第10章 端五之后

顾晚云方才所言并非托词,近期府里一边准备端五节日,一边又要承办雅集,虽说大部分具体事务都交给了赵管家,但收支出纳、嘉宾名单等许多重要决定都需要她亲自审阅,现已堆积了不少。

她一想起这些就隐隐头疼,却又不得不做。

“好,我自然是信你的。”顾晚云最后替罗星之理了理衣衫,就带着乘月去蕴灵阁清点收藏。

她们在某个转角向右,消失在视野里。再过一个转角,石墙上镂空的花窗框进了后面的造景,两人的身影时隐时现,从一个窗到另一个窗,像是走过了很远很远。

罗星之恍惚间觉得她们是走在某条抽象的道路上。

——在某种先定的轨迹上做出选择,然后无法停止地奔赴特定的结果。

直到再也看不见,她才回过神,想起这次自己真的要认真扮演玩家,一时间兴致高涨,准备先在府邸里大逛一圈,熟悉地图。

之前她虽来过很多次,但都因担心惊扰本地人而只能在顾晚云居住的院子里闲逛,这次总算可以亲眼看看整个府邸长什么样了。

这日是端五前一天,上午天晴而凉爽,时有几缕云遮住日光,在地上投下奇异的形状。

从顾晚云的院子过一道垂花门,左转沿一条画廊走到尽头,是一汪小湖。一只小船靠在湖东岸,可在湖上泛舟。水中荷叶青绿,还养了金红锦鲤,以假山草木装点,中心则修了一座八角亭。

这里的侍从比别处都多,正在赵管家的指挥下各司其职,或是清理湖水,或是将桌案安放在各处,想来是雅集的举办地。

赵管家眼尖,远远看见她,还特意停下手中的活计,拱手行了个礼。

罗星之点头算作回应。她没有走近,只远远欣赏了几眼,心中对文人雅集生出些期待,又不由担心到时候有人突然叫她即兴作诗。

她收回目光,继续往人少的地方拐,默默想:相信云姐和乘月姐,一定可以让我安心吃席的。
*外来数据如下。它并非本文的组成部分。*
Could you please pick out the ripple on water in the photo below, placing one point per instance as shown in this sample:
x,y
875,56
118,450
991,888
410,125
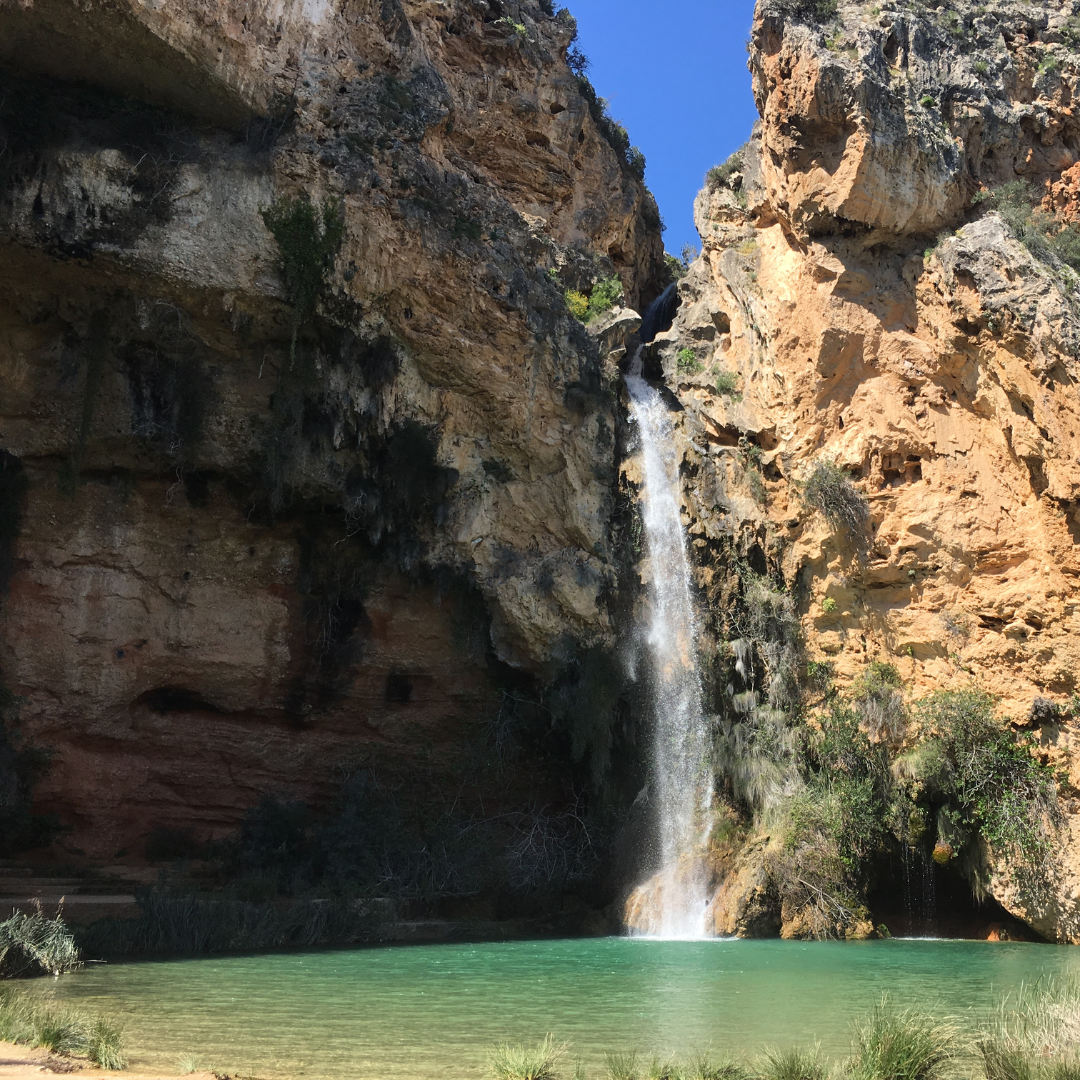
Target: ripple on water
x,y
433,1011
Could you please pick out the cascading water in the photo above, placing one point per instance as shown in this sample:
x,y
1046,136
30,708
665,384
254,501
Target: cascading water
x,y
674,903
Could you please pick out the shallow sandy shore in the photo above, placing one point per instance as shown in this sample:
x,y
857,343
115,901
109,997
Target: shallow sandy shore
x,y
18,1063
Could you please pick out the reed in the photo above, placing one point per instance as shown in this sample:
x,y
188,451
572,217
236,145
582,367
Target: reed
x,y
539,1062
902,1044
792,1064
31,944
61,1029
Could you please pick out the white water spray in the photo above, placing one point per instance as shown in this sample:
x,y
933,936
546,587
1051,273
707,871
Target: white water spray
x,y
674,903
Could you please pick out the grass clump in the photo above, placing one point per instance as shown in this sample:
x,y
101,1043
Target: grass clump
x,y
539,1062
62,1030
902,1044
35,945
831,493
622,1065
792,1064
726,382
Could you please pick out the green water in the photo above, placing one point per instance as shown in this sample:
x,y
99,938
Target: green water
x,y
433,1011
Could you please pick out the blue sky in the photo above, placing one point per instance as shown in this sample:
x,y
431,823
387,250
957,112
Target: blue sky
x,y
675,76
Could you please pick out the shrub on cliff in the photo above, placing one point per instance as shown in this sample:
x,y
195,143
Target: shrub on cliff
x,y
1040,232
308,240
831,493
814,12
985,778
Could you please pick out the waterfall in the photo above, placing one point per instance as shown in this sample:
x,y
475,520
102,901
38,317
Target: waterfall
x,y
674,903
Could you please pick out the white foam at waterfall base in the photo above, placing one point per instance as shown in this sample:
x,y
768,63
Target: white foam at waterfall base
x,y
674,903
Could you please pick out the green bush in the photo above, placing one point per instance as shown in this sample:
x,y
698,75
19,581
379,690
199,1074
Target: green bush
x,y
308,240
687,363
814,12
605,295
831,493
676,267
987,774
719,176
726,382
1040,232
577,304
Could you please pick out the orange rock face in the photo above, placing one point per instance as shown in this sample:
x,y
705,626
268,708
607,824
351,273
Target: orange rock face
x,y
254,554
940,367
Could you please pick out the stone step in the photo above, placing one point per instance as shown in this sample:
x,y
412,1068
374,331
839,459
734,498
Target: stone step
x,y
77,909
31,886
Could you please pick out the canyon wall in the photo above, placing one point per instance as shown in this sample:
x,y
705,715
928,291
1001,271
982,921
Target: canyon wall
x,y
880,314
257,538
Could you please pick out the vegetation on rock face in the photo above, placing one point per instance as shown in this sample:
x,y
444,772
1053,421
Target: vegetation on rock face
x,y
807,11
829,490
1040,232
603,296
61,1029
866,773
630,157
687,363
308,240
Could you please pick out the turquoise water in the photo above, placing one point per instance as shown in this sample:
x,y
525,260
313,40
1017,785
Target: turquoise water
x,y
433,1011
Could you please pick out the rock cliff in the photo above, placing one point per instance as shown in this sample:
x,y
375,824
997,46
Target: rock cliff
x,y
305,461
865,286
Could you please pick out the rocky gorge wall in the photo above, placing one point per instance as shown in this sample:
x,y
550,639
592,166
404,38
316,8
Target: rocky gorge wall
x,y
255,537
309,472
859,287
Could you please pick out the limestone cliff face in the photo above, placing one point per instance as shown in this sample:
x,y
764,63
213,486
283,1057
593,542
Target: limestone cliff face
x,y
880,316
243,552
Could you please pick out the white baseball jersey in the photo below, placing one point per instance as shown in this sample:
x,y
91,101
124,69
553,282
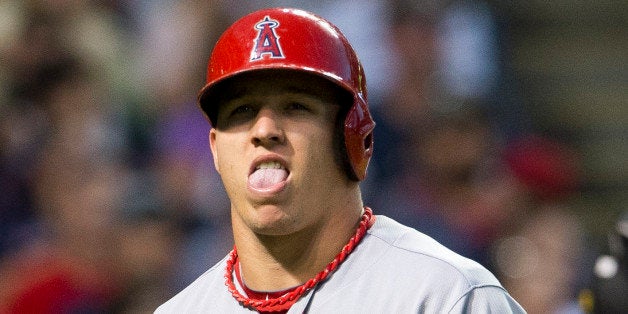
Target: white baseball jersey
x,y
394,269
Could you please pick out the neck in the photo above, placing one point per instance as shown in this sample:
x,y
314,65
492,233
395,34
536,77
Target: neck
x,y
278,262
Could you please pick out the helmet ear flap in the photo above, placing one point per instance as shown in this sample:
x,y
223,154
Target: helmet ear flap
x,y
359,137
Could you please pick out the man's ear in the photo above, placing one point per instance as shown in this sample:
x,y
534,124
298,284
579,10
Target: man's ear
x,y
212,146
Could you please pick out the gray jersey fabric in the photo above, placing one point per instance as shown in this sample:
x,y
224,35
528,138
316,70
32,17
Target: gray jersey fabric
x,y
395,269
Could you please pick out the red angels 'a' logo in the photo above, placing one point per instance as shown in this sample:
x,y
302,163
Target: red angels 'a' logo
x,y
267,42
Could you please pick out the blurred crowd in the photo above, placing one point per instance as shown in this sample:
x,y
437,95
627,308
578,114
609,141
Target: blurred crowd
x,y
109,202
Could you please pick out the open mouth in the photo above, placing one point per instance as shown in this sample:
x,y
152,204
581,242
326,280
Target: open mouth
x,y
268,175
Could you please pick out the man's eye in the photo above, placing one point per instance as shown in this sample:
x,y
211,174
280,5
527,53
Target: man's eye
x,y
244,109
297,106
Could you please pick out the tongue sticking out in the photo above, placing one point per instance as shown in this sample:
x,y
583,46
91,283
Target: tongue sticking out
x,y
266,178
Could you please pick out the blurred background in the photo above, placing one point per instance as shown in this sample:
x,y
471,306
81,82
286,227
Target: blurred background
x,y
502,131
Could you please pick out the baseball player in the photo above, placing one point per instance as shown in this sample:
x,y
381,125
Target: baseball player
x,y
291,139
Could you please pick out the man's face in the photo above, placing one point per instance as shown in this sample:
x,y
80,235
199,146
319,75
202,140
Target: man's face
x,y
273,147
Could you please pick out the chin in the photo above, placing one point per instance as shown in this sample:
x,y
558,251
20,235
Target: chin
x,y
270,220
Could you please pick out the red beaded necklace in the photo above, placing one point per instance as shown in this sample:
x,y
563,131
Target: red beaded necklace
x,y
287,300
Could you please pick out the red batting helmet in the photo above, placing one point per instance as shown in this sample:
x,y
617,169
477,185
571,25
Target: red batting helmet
x,y
282,38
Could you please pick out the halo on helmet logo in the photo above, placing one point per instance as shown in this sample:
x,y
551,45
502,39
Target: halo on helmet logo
x,y
267,41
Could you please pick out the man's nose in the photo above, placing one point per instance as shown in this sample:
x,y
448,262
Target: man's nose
x,y
267,129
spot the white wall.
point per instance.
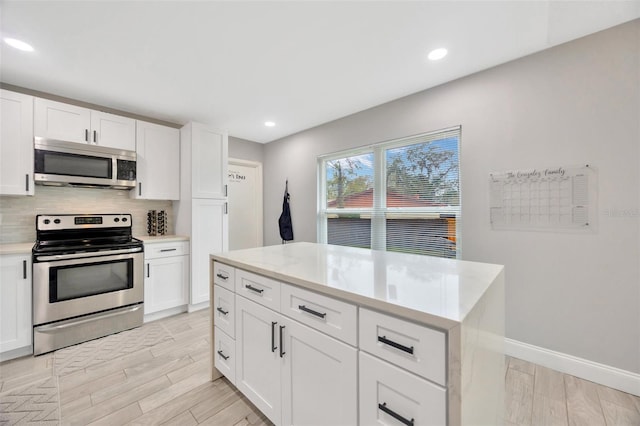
(578, 103)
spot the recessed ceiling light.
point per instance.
(437, 54)
(18, 44)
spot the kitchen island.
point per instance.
(373, 337)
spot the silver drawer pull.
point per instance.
(395, 415)
(396, 345)
(252, 288)
(312, 312)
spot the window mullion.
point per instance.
(378, 222)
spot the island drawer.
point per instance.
(392, 396)
(225, 355)
(224, 310)
(262, 290)
(333, 317)
(224, 275)
(419, 349)
(159, 250)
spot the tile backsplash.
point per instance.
(18, 213)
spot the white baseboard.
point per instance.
(606, 375)
(16, 353)
(198, 306)
(164, 314)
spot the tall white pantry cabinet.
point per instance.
(202, 212)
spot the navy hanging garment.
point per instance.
(286, 228)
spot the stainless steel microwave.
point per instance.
(69, 163)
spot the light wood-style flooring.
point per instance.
(168, 383)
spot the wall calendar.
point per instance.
(547, 198)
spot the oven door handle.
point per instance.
(87, 254)
(74, 322)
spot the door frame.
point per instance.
(259, 189)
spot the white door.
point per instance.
(113, 131)
(319, 379)
(15, 302)
(209, 236)
(245, 204)
(55, 120)
(158, 150)
(209, 162)
(16, 143)
(258, 356)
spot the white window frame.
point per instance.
(379, 211)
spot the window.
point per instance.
(402, 195)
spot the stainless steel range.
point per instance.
(87, 279)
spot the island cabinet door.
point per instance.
(258, 361)
(319, 379)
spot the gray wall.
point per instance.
(243, 149)
(575, 104)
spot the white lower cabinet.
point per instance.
(166, 279)
(295, 375)
(225, 355)
(258, 357)
(16, 325)
(392, 396)
(319, 378)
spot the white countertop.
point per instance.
(436, 291)
(16, 248)
(161, 238)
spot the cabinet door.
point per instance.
(158, 162)
(165, 283)
(55, 120)
(392, 396)
(258, 358)
(15, 302)
(319, 379)
(113, 131)
(209, 235)
(16, 143)
(209, 162)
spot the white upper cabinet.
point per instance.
(209, 152)
(158, 162)
(16, 143)
(57, 120)
(113, 131)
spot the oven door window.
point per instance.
(76, 281)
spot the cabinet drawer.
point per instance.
(224, 275)
(224, 310)
(262, 290)
(158, 250)
(419, 349)
(225, 354)
(389, 395)
(333, 317)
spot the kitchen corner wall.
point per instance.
(574, 104)
(18, 214)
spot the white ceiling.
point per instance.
(236, 64)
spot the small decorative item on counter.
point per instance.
(162, 222)
(152, 223)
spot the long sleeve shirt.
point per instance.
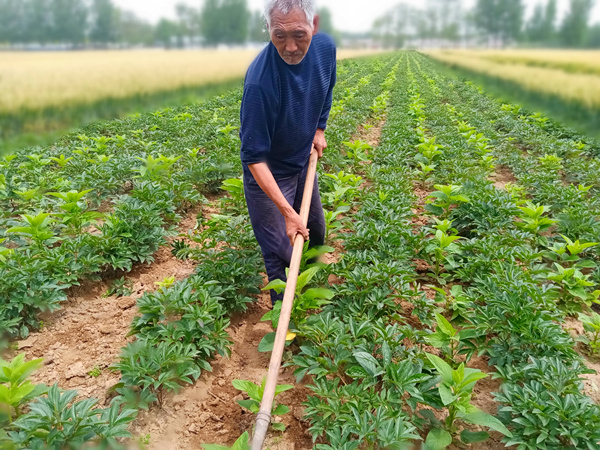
(283, 105)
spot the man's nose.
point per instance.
(290, 46)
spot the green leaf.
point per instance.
(470, 437)
(441, 366)
(369, 363)
(438, 439)
(277, 285)
(446, 394)
(434, 209)
(444, 325)
(278, 426)
(485, 420)
(267, 343)
(314, 293)
(251, 405)
(280, 410)
(282, 388)
(243, 442)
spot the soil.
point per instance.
(88, 332)
(207, 412)
(591, 381)
(502, 176)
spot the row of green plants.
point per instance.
(146, 170)
(181, 326)
(524, 277)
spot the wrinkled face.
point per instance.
(292, 34)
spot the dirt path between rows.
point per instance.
(88, 332)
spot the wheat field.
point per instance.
(582, 87)
(38, 80)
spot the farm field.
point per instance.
(50, 92)
(573, 61)
(563, 84)
(454, 303)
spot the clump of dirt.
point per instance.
(502, 176)
(207, 412)
(80, 341)
(592, 380)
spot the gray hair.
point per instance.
(285, 6)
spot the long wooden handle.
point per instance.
(263, 418)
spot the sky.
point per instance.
(348, 15)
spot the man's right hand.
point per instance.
(294, 226)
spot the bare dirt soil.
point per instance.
(80, 341)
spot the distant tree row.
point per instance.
(100, 23)
(492, 22)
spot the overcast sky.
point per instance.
(348, 15)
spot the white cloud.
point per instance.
(350, 15)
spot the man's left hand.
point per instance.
(319, 142)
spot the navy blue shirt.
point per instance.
(283, 106)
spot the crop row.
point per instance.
(494, 266)
(182, 326)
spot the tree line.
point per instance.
(489, 22)
(80, 23)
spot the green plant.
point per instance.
(155, 169)
(532, 220)
(449, 340)
(242, 443)
(236, 199)
(551, 162)
(428, 150)
(304, 301)
(166, 283)
(121, 287)
(255, 392)
(424, 172)
(57, 421)
(567, 254)
(75, 216)
(455, 301)
(95, 372)
(591, 325)
(357, 150)
(444, 198)
(570, 288)
(441, 250)
(333, 222)
(37, 228)
(15, 389)
(456, 389)
(180, 249)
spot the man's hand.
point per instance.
(294, 226)
(319, 142)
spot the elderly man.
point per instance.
(285, 107)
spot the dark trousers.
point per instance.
(269, 225)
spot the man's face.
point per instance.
(292, 34)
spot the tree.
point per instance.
(540, 28)
(133, 31)
(594, 36)
(326, 24)
(188, 20)
(574, 29)
(69, 21)
(501, 20)
(103, 28)
(225, 21)
(38, 21)
(12, 21)
(166, 32)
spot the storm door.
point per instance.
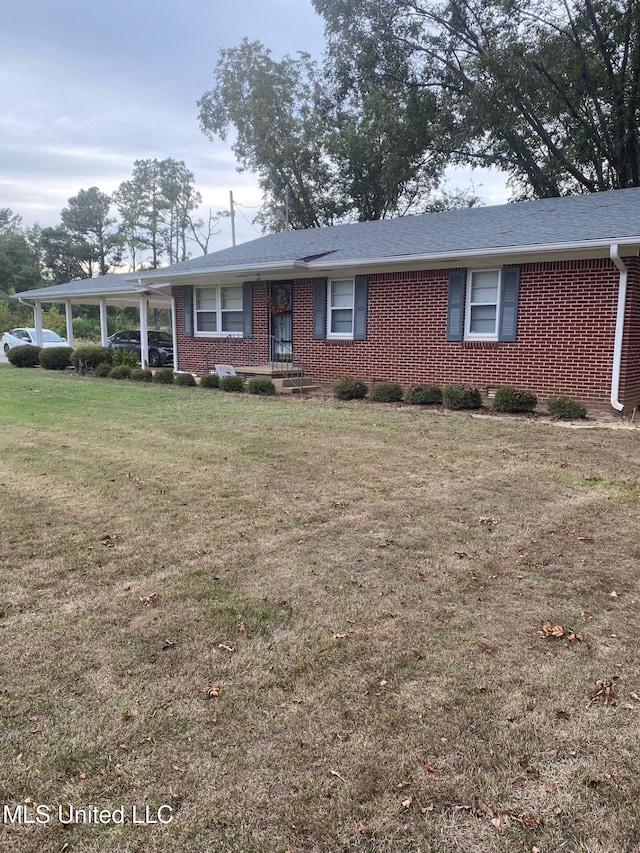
(281, 320)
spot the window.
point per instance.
(340, 308)
(482, 304)
(219, 310)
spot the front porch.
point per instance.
(261, 356)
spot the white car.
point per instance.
(20, 337)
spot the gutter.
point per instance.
(617, 348)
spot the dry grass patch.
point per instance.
(314, 626)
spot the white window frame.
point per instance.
(482, 336)
(331, 308)
(219, 312)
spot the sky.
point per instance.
(87, 88)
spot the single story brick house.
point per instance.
(543, 295)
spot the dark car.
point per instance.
(160, 345)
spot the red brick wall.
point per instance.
(630, 372)
(566, 323)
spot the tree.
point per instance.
(62, 258)
(88, 222)
(131, 207)
(273, 108)
(548, 92)
(324, 152)
(178, 187)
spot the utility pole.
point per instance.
(287, 190)
(233, 219)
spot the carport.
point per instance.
(122, 290)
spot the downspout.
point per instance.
(174, 333)
(617, 348)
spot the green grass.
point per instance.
(309, 625)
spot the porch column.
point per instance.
(69, 319)
(37, 319)
(104, 330)
(144, 333)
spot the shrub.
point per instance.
(123, 356)
(56, 358)
(120, 371)
(262, 386)
(210, 380)
(89, 356)
(138, 374)
(163, 376)
(386, 392)
(24, 356)
(185, 379)
(461, 397)
(349, 389)
(231, 383)
(514, 400)
(565, 407)
(102, 370)
(424, 395)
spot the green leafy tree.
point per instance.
(61, 256)
(273, 109)
(547, 92)
(87, 221)
(324, 151)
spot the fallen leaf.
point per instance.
(362, 827)
(551, 630)
(604, 691)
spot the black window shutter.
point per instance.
(247, 309)
(455, 305)
(319, 309)
(360, 308)
(509, 304)
(187, 312)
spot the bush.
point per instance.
(24, 356)
(565, 407)
(231, 383)
(163, 376)
(56, 358)
(125, 356)
(185, 379)
(102, 370)
(461, 397)
(89, 356)
(210, 380)
(349, 389)
(120, 371)
(138, 374)
(386, 392)
(514, 400)
(262, 386)
(424, 395)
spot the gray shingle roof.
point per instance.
(596, 219)
(599, 217)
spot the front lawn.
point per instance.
(295, 625)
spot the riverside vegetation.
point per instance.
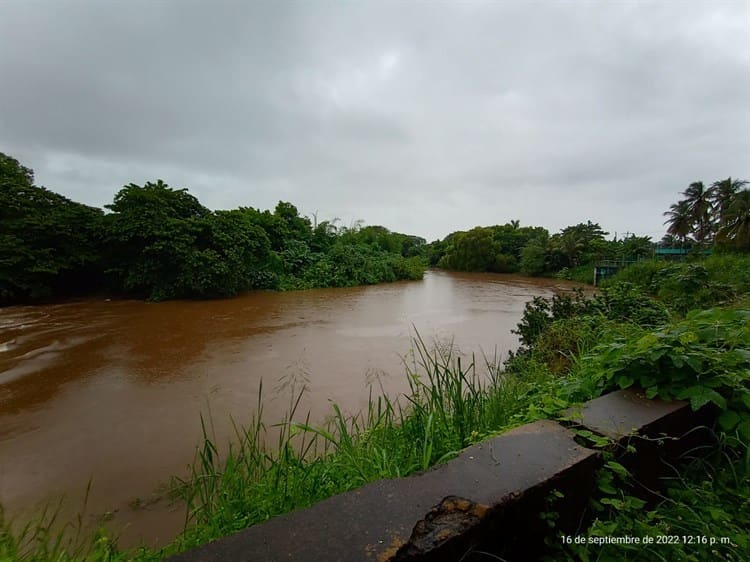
(160, 243)
(677, 330)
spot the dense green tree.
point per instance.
(635, 248)
(679, 221)
(534, 256)
(48, 244)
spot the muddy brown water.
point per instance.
(110, 393)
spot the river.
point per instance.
(109, 393)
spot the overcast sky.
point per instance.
(425, 117)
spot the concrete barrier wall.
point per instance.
(488, 499)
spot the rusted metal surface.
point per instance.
(414, 518)
(627, 413)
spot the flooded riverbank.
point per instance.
(111, 392)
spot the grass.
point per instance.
(265, 471)
(453, 402)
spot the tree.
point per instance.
(679, 220)
(698, 200)
(722, 194)
(49, 245)
(737, 227)
(534, 256)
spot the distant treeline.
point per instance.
(531, 250)
(717, 217)
(160, 243)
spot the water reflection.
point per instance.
(113, 390)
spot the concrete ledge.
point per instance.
(433, 513)
(490, 497)
(661, 431)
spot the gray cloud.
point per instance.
(424, 117)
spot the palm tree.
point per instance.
(738, 220)
(722, 194)
(698, 199)
(680, 220)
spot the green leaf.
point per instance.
(625, 381)
(617, 468)
(728, 420)
(744, 429)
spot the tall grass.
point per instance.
(451, 403)
(267, 470)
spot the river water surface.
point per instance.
(110, 392)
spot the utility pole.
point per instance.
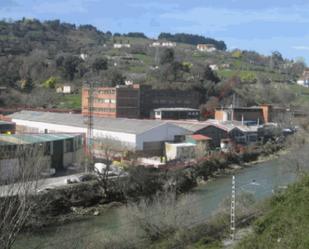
(233, 206)
(89, 122)
(157, 56)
一路上又遇到不少行色匆匆的人。乘月似乎提前给府上众人打了招呼,路上遇见的都只称她一声“罗姑娘”,不搭话也不阻拦,任她四处乱转。

拐进一条无人小道后,罗星之才想起查看系统手环。

毫不意外,先跳出来的是病灶内外所有人都能看到的任务提示。

她从头到尾一字一句读过,文字从脑子里划过去,什么也没记住,倒是想起高中时被诗歌鉴赏支配的恐惧,无奈叹道:“这次竟然是诗词形式,更谜语人了。早知道先问问云姐和乘月姐……”

关掉提示后,一个新的群聊提示又自动弹出来:玩家“夜空中最暗的星”,您已成功进入群聊“前尘旧梦”。

罗星之习惯性翻翻成员列表,发现这病灶里还有个熟人。不久前她刚在本场优势下被褚春来识破身份,对方吊了她的胃口又转身就溜。她一直想着,如果能再见到那家伙,一定要把自己好奇的答案都挖出来,反摆他一道。

她能从群里看到的消息不多,只有最新的几条,但其中蕴含的信息量却不少:一是完成任务后重回开始的奇怪副本机制,二是发言的四个玩家似乎将在所谓的“老地方”集合。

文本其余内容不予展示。